In early November 2015, we received this Roland KC-880 keyboard amplifier for repair. The right rear removable caster had suffered some sort of heavy impact that destroyed the surrounding MDF and bent the caster mounting socket, which had been pulled out of the cabinet altogether. In this article we show how this cabinet was repaired and brought back to full functionality.
We began by removing anything near the site of the damage which would be in the way, such as the metal corner and rubber foot. Some of the work would need to be done from inside the cabinet, so the grille, 12” drivers, and power transformer were all removed as well. The power amplifier board was located far enough from the work area, so it was left in place. The damping material was unglued from the cabinet walls in the work area and tucked up out of the way, then plastic sheeting was used to tent off the repair area from the inside to keep debris out of the rest of the cabinet interior.
A small rectangle of carpet was removed from the work area using a sharp knife. It was extremely important to make cuts square to the cabinet walls so that there would be no gaps when the new piece of carpet was installed. A clear, flat area considerably larger than the actual damage was needed for the router and jigsaw to be able to make accurate cuts,
The remaining carpeting was masked off with clear plastic sheeting so that sawdust would not become embedded in it as the work progressed.
As with the carpet, an accurate, square hole had to be cut around the perimeter of the damage so that a plywood plug could be tightly installed with no gap. Pencil lines were used to position a straightedge which was clamped onto the cabinet to guide the jigsaw for two perfectly straight cuts, one opposite each of the cabinet walls that form the right rear corner of the enclosure.
The bulk of the waste material was then taken out with a freehand cut using the jigsaw, up close to the two adjacent cabinet walls. A very sharp chisel made it easy to clean up the opening, right to the cabinet walls without damaging them.
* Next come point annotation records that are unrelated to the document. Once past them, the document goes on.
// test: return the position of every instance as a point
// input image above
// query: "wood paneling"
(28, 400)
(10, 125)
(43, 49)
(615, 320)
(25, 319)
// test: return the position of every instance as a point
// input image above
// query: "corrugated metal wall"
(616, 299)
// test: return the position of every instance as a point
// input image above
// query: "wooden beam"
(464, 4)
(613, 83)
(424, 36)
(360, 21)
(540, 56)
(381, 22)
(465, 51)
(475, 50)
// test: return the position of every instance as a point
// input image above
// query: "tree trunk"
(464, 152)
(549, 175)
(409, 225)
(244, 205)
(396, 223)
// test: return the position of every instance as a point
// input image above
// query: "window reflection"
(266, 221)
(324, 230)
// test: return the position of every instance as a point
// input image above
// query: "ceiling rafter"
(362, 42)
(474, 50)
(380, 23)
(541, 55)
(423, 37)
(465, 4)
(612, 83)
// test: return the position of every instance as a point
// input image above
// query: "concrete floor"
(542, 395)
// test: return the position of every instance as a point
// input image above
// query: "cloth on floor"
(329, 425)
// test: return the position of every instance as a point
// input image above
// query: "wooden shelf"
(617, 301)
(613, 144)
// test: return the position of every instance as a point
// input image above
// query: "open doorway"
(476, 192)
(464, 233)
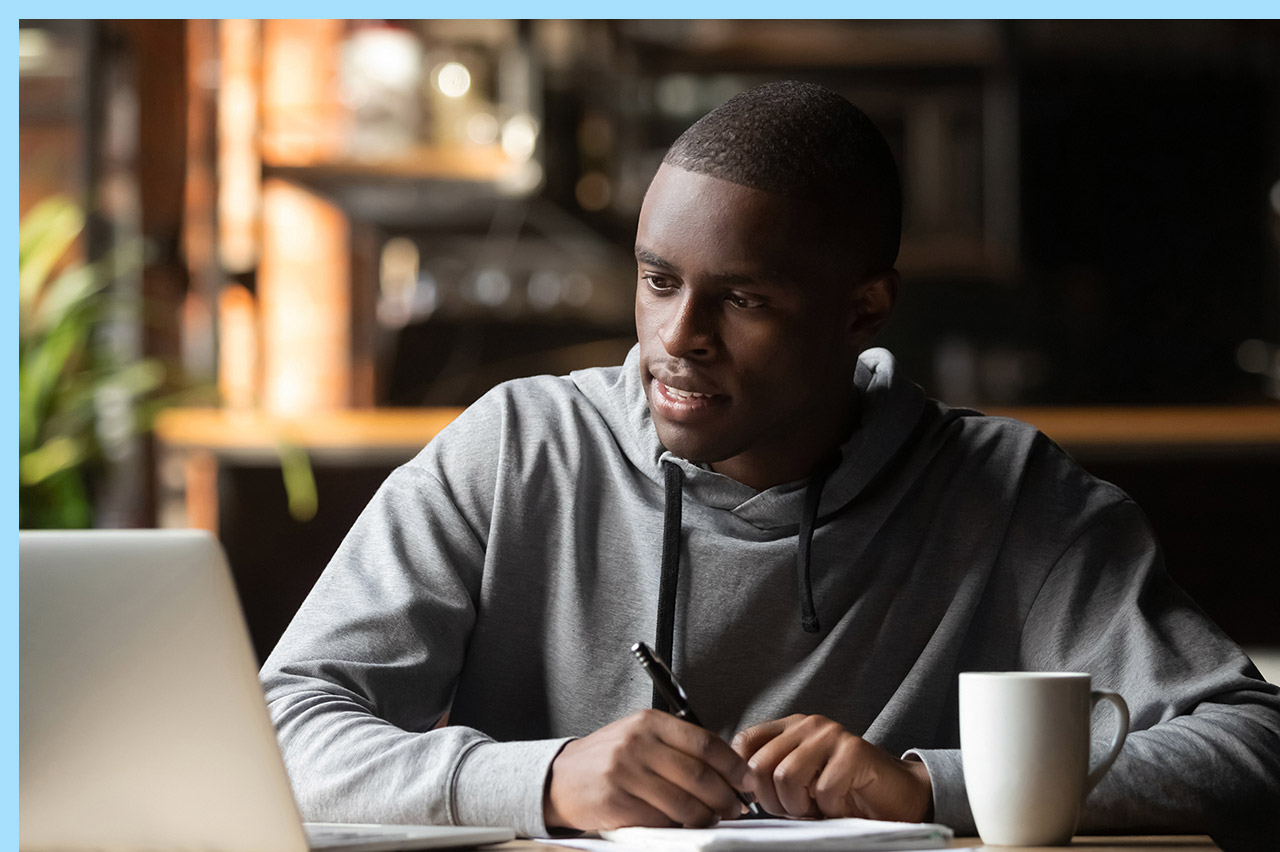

Once the damaged area was cut out square to the cabinet walls, a ¼” plywood jig was made to fit snugly inside the cutout and guide the router bit around the perimeter of the hole as the rabbet was cut. The rabbet provided a shoulder for the plywood patch to bond to and helped to increase the load bearing capacity of the repair area.
A patch was made for the cutout using high quality, void free ¾” birch plywood. After cutting the patch to the correct outside dimensions, a rabbet was cut along the four sides to match the one made earlier in the cabinet, and then the rounded corners were cut slightly oversize on the scroll saw. Final fitting to the cabinet was done by sanding the edges until a perfect fit was obtained.
Before gluing the patch in place, holes were made for the caster base. Originally, Roland used wood screws to fasten the caster to the cabinet. We use 10-32 T-nuts and machine screws instead, so holes were made for these as well. T-nuts are superior to wood screws in this application because they sandwich the wood between them and the screw, allowing high clamping force without damaging the surrounding wood, and can be easily replaced if the screws or threads are ever damaged.
The patch was glued in place with high quality waterproof wood glue. ¾” wide reinforcing strips were glued from the inside of the cabinet over the seams between cabinet and patch. This both increases the strength of the repair and provides an airtight seal of the repair area. Even a ported cabinet must be airtight (except for the port, of course). Air leaks affect box tuning and can have an audible effect on distortion levels.
The edges of the carpet were pulled tight and glued back on with contact cement, then the replacement carpet was carefully trimmed and glued in place as well. Unfortunately, the color of the new carpet was a slightly different shade of black; this is usually the case due to different manufacturers, suppliers, and dye lots. The only solution is to completely recover the cabinet with new carpet, but that was not part of this job. Overall, the carpet patch came out very tight and neat, with no gaps or wrinkles.
This picture was taken just before the drivers were remounted. The caster mounting base and the power transformer for the amplifier have all been mounted to the cabinet with 10-32 machine screws, lock washers and locktite thread locking compound. Without the locktite, the screws would eventually vibrate loose despite the lock washers, and that transformer would cause some pretty serious damage inside the cabinet. The white polyester damping material was re-fastened to the cabinet walls using stainless steel T50 staples applied with a pneumatic stapler. If you look carefully, you can see the repair area with the ¾” reinforcement strips and the caster socket in the right rear corner.